The premise is this (chapter one spoilers ahead): Apollo is chasing the nymph Daphne and then rather than be raped she prays to Artemis and asks to be turned into a tree. Apollo just can’t believe that anyone would rather be a tree than mate with him so he decides to become a human to find out why. His sister Athene says, well I’m working on a thought experiment, recreating Plato’s Republic. You could go be a human there and figure out why Daphne turned into a tree. So he agrees and the stage is set.
This is largely a character driven novel. All the characters brought something different to the table. Apollo had the knowledge of a god but didn’t understand human struggle. Simmea is a black child from Northern Africa (I know her grandmother is from Libya but the way she phrased it made it seem like she was not) coming to The Just City while she is too young to question the inequalities of the world. Maia is a woman from 19th century England, a world which does not value women who think. And then we have dear Sokrates, who never gets a POV chapter but was always delightful to read.
(I’m going to try and avoid spoilers here but for those of you that don’t want them, I don’t know if I can say what I want to say without revealing some aspects of the book/plot/etc. so read with caution.)
I adored all these characters and their unique perspectives. I enjoyed reading their dialogues with Sokrates and felt Walton did an excellent job of giving them dialogue that would have come from people with their backgrounds. The workers (robots Athene brought from the future) were an excellent literary device to propose the questions Walton wanted us to be asking and truly proved for some thought-provoking reading. What is personhood? Who qualifies? How do you make everyone equal in practice?

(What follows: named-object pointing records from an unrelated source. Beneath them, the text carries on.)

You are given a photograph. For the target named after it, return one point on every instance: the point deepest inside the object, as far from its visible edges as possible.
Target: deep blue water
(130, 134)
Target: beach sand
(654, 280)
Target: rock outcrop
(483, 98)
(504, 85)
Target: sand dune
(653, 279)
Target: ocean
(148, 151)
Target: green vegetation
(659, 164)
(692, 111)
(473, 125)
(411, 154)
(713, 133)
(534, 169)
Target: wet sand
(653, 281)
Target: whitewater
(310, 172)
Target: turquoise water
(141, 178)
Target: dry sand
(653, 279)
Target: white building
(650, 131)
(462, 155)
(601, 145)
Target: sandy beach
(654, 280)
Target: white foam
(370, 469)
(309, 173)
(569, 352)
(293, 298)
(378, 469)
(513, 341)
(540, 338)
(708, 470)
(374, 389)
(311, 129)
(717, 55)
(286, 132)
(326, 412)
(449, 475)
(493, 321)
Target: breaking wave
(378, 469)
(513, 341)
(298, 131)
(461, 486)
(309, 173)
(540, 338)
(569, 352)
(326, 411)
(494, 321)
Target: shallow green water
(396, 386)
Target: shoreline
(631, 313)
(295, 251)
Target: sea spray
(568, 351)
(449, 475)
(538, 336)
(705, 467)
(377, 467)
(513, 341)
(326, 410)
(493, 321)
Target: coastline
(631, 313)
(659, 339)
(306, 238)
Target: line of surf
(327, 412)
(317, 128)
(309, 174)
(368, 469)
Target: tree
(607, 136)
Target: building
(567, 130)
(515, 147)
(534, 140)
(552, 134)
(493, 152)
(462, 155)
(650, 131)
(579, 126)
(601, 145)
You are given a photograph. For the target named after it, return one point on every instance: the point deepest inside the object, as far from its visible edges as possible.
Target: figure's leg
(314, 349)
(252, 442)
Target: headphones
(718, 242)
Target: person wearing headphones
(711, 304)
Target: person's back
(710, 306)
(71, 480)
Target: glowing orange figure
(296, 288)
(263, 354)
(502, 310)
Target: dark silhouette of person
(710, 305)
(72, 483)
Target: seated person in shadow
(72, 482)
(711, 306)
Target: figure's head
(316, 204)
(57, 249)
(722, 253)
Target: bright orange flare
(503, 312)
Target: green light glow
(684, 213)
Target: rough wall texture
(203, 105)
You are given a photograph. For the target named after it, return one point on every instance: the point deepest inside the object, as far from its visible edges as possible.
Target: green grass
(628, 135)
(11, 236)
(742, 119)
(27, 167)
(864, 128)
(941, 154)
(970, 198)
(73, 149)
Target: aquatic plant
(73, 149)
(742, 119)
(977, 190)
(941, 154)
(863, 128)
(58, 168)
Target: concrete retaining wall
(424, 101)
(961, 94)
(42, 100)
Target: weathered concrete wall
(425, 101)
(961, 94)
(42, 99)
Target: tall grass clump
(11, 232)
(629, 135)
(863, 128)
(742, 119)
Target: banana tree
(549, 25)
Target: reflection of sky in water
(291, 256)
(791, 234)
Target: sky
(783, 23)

Though I suppose the Just City (the city in the book not the book) succeeds in many aspects, it fails in many others. The practice of labeling people: iron, bronze, silver or gold for example is extremely indicative of inequality. Golds pursue art and philosophy and mathematics all day while Irons do all the work. So we have a system that is just based on ability I suppose but by making the city just we have also made it a city of inequalities. Do justice and equality contradict each other? Is it fair to divide people, not on the basis of skin color or sex or sexuality, but on systems of ability? Does the man who is poor at math deserve to be relegated to field work all day? Do the women who don’t succeed at art deserve the job of raising children all day? Is this what they want to do? And how do you reconcile a desire for personal happiness with justice and equality? (This speaks more to the aspects of the novel which touch on eugenics and divisions of labor.)
The more I think about it the deeper it all goes. I would like to add that as an added bonus, Jo Walton thanks Ada Palmer in the Acknowledgements section in regards to help she gave with Plato and philosophy so of course I was giddy with excitement to read that section.
I loved this book. I highly recommend it for anyone looking for a read with more substance than action. I’m now off to go see if my library has Thessaly #2 available for download.